The payment protocol API in bitcoinj

In 0.12 the payment protocol support in bitcoinj is limited. It supports everything needed for basic support in wallet apps for signing and consuming payment requests. However, it does not support storing them in the wallet for future reference. Nor does bitcoinj take advantage of the opportunity to submit multiple independent transactions to a recipient for merge avoidance purposes.

Despite that, here’s a demo of how we can use the new functionality.

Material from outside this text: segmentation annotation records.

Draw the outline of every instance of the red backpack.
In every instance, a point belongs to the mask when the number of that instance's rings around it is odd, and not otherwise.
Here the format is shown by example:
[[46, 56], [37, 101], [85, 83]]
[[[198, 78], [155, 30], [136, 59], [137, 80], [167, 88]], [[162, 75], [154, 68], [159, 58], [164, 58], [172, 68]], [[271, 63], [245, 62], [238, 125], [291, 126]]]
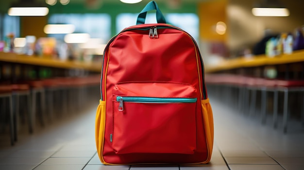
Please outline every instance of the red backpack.
[[[156, 10], [157, 24], [145, 24]], [[107, 165], [203, 164], [213, 145], [212, 111], [193, 38], [166, 24], [154, 1], [103, 54], [96, 141]]]

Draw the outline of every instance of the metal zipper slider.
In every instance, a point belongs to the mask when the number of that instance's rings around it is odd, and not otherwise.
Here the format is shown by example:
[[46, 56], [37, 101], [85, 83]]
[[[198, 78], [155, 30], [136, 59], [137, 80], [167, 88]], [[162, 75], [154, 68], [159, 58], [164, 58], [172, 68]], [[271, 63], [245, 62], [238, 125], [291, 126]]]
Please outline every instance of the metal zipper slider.
[[[117, 96], [117, 97], [118, 97], [118, 96]], [[123, 110], [123, 104], [122, 102], [122, 97], [119, 97], [119, 106], [118, 107], [118, 111]]]
[[158, 38], [158, 35], [157, 35], [157, 29], [156, 29], [156, 27], [154, 27], [154, 31], [153, 31], [153, 36], [152, 36], [153, 38]]
[[149, 37], [150, 38], [153, 37], [153, 28], [150, 28], [150, 31], [149, 32]]

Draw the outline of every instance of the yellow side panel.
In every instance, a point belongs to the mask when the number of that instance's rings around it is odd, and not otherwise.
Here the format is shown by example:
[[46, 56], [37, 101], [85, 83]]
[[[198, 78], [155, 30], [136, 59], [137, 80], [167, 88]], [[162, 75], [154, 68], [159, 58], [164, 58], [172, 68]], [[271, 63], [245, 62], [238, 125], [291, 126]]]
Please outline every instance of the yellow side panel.
[[202, 100], [202, 109], [208, 154], [207, 160], [202, 163], [206, 163], [211, 158], [214, 139], [213, 115], [209, 99]]
[[105, 101], [99, 101], [99, 105], [96, 110], [95, 119], [95, 140], [96, 148], [99, 158], [102, 163], [105, 164], [102, 156], [103, 150], [103, 137], [105, 125]]

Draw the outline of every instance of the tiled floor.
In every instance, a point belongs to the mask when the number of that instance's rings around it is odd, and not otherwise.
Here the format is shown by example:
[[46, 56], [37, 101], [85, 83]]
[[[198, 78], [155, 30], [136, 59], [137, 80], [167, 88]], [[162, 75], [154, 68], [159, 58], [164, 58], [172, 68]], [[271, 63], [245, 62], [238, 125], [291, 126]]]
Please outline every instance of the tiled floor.
[[304, 128], [298, 122], [290, 123], [284, 135], [280, 127], [273, 130], [270, 124], [262, 125], [256, 115], [248, 117], [212, 98], [211, 102], [215, 143], [208, 164], [102, 165], [95, 148], [94, 105], [34, 135], [21, 135], [14, 147], [8, 137], [1, 136], [0, 170], [304, 170]]

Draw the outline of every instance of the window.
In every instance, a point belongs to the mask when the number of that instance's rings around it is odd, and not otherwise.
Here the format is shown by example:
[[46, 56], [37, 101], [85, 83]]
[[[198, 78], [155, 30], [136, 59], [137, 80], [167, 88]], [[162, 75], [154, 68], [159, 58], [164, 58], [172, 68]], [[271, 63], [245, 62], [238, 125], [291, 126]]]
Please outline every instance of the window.
[[10, 16], [7, 14], [0, 15], [0, 26], [2, 32], [0, 35], [0, 39], [3, 40], [9, 33], [13, 33], [15, 37], [20, 36], [20, 17], [16, 16]]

String url = QRCodeScanner.scanFromCamera(.....);
ListenableFuture<PaymentSession> future;
if (url.startsWith("http")) {
    // URL may serve either HTML or a payment request depending on how it's fetched. 
    // Try here to get a payment request.
    future = PaymentSession.createFromUrl(url);
} else if (url.startsWith("bitcoin:")) {
    future = PaymentSession.createFromBitcoinUri(new BitcoinURI(url));
}

PaymentSession session = future.get();    // may throw PaymentRequestException.

String memo = session.getMemo();
Coin amountWanted = session.getValue();

if (session.isExpired()) {
    showUserErrorMessage();
}

PaymentSession.PkiVerificationData identity = null;
try {
    identity = session.verifyPki();
} catch (Exception e) {
    log.error(e);
    // Don't show errors that occur during PKI verification to the user!
    // Just treat such payment requests as if they were unsigned. This way
    // new features and PKI roots can be introduced in future without
    // being disruptive.
}

if (identity != null) {
    showUserConfirmation(identity.domainName, identity.orgName);
} else { 
    showUserConfirmation();
}

// a bit later when the user has confirmed the payment

SendRequest req = session.getSendRequest();
wallet.completeTx(req);  // may throw InsufficientMoneyException
// No refund address specified, no user specified memo field.
ListenableFuture<PaymentSession.Ack> ack = session.sendPayment(ImmutableList.of(req.tx), null, null);
Futures.addCallback(ack, new FutureCallback() {
    @Override public onSuccess(PaymentSession.Ack ack) {
        wallet.commitTx(req.tx);
        displayMessage(ack.getMemo());
    }
});

User interface considerations

It’s very important that you present payment protocol confirmations in a certain way.

Firstly, if signed PKI data is available, you should indicate that to the user in some visually meaningful way, so they know the string that is presented is an ID verified by a third party. The name of the third party (i.e. the CA) should be visible too, although hiding it by default behind a toggle/slider is acceptable.

Secondly, if signed PKI data is provided but fails to verify, then the payment should be presented in exactly the same way as if the signature data was missing entirely. The experience of opening an incorrectly signed request should never be worse than opening a request that isn’t signed at all. This gives us flexibility to introduce new certificate authorities or signing systems in future.

QR codes

If your app has integrated support for scanning QR codes, you should pay attention to BIP 73. It says that if a wallet app scans a QR code and finds an HTTP URL instead of a Bitcoin URI, it should do an HTTP[S] GET to that URL with a special HTTP header that asks the server for a payment request.

The purpose of this mechanism is so merchants and payment processors can present a QR code that will work on any kind of QR scanner, and if the user doesn’t have a wallet with an integrated scanner, a nice HTML invoice page with instructions and a clickable bitcoin link can be presented instead.

Operating system integration

If writing a wallet app, you should register to handle bitcoin URIs, and you should also register to handle files of type application/bitcoin-paymentrequest with extension .bitcoinpaymentrequest

By doing this, you ensure your app can handle payment requests attached to emails, sent via IM apps and so on.

Ideally, you would also allow the user to create payment requests too. The PaymentRequest message can have a pki_type of “none” so it’s valid to create such files. For a simple user experience, we suggest:

Testing

Gavin runs a simple payment request generator app here:

https://bitcoincore.org/~gavin/createpaymentrequest.php

You can use this to test your wallets implementation.